Re/un/doing the Ruin

Text: PYL (Theresa Schrezenmeir, Maria Komarova)
Translation: Kateřina Danielová

What do you call a ruin? It may be a structure that has lost its original purpose. It may be an empty shell.

Why do we find beauty in them? Because they are shaped by greater incidents than human planning; a ruin is a combination of results of human impact and processes outside human control. Unpredictable forces involved when thinking of ruins include weather, changes induced by chemical reactions on a material layer or by activities of other living entities (e. g. animals and plants). As human impact we can consider a planned and executed construction, ordering things in space and time, as well as the mere fact of thinking of something as a ruin – the framing.

Let’s say ruins are places where we admit to relinquishing control. For this reason someone might also find these places terrifying rather than beautiful. And let's say ruins are temporary states in time. We suppose that sooner or later, everything will reach a moment of transition to a state without purpose, surrender to entropy, until grass grows over it and something new happens.

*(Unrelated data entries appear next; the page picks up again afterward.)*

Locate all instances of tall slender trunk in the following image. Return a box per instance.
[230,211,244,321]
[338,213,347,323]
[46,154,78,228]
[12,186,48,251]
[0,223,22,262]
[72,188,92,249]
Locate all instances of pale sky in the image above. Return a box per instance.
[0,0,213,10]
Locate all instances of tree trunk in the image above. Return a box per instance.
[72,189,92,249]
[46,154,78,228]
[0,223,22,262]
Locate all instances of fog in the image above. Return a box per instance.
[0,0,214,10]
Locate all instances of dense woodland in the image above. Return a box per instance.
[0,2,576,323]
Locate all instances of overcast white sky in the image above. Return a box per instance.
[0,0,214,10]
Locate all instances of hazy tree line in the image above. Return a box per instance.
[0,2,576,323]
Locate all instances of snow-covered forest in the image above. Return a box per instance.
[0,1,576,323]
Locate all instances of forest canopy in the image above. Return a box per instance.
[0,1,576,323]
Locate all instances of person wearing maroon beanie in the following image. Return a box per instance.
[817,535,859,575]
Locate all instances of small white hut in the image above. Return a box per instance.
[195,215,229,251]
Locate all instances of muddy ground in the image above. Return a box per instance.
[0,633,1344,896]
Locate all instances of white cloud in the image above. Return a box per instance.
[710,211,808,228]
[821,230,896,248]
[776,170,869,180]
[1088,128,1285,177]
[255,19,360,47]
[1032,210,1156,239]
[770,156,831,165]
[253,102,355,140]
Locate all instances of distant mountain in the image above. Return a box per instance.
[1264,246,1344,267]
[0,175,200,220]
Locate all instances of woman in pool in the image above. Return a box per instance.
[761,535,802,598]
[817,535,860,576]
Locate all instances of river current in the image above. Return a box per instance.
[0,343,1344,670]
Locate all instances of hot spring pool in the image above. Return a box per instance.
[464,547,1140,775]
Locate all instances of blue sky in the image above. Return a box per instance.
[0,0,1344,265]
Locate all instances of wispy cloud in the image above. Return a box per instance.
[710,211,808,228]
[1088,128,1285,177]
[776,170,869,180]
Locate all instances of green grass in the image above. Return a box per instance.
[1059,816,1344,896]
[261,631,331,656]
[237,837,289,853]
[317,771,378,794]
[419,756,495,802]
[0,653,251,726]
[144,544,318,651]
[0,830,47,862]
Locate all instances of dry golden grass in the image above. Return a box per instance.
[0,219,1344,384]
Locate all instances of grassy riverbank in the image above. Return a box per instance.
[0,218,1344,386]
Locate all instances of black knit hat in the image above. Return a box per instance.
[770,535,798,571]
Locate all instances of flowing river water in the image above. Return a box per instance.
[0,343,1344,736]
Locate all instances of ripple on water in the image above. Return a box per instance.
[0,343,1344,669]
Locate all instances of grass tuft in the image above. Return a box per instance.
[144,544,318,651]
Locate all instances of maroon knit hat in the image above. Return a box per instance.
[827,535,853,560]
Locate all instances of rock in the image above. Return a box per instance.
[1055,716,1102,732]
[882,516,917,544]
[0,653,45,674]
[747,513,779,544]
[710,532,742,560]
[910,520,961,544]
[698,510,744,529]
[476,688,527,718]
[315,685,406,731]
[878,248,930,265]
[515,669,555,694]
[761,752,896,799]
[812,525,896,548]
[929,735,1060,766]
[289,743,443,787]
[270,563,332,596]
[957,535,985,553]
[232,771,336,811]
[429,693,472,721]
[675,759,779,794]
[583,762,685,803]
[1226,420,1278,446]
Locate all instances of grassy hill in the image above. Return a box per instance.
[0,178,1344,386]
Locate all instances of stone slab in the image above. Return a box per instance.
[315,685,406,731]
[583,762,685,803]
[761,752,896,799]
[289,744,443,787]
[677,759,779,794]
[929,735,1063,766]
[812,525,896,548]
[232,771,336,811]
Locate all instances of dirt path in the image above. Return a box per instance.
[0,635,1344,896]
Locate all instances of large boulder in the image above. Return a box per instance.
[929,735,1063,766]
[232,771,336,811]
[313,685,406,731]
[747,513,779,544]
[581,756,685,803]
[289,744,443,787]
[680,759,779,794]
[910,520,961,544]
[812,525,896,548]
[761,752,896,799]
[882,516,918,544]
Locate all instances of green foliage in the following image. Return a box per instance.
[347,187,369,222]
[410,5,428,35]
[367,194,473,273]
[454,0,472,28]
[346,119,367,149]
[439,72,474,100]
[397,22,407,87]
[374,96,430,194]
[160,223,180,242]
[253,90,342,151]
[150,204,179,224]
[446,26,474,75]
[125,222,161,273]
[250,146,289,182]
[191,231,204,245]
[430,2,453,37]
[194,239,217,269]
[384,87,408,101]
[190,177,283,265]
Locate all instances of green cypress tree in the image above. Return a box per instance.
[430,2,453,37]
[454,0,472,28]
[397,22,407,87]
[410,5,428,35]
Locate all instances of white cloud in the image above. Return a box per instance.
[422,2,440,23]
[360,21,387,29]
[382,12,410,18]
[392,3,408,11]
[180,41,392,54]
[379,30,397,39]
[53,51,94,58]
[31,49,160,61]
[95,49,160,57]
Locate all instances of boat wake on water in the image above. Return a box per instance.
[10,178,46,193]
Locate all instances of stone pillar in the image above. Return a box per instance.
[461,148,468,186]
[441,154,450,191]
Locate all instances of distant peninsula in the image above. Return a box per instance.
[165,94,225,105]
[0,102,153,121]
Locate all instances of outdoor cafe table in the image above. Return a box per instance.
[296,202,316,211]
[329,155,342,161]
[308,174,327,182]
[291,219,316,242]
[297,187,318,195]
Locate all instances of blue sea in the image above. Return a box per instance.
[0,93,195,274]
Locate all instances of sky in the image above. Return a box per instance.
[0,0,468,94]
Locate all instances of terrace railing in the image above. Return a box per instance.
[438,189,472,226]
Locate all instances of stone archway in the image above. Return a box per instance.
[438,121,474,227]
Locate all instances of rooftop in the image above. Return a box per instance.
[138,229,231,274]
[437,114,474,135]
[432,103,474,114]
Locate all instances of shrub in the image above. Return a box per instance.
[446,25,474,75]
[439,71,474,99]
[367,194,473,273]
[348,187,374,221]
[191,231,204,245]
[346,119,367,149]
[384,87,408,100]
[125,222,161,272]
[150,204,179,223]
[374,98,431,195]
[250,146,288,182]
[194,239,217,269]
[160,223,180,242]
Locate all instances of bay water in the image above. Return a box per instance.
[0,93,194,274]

The decision to define the borders of such a state is unilateral in nature. It is probably made by someone who sees an advantage in giving meanings to things and considers them in terms of usefulness. But something that seems ruined to one person might serve someone else (human or another species): remains of organic waste could enrich the soil for new sprouts to grow, the collapse of a house foundation could create a new place for teenagers to hang out or for a tree to grow.

Our angle of viewing is very small and very wide at the same time—we can narrow and expand the borders of the frame. Like when we expand and contract our lungs, we would like to hear the frame of ruins breathe. And we might come to the point where everything (or nothing) could be a ruin.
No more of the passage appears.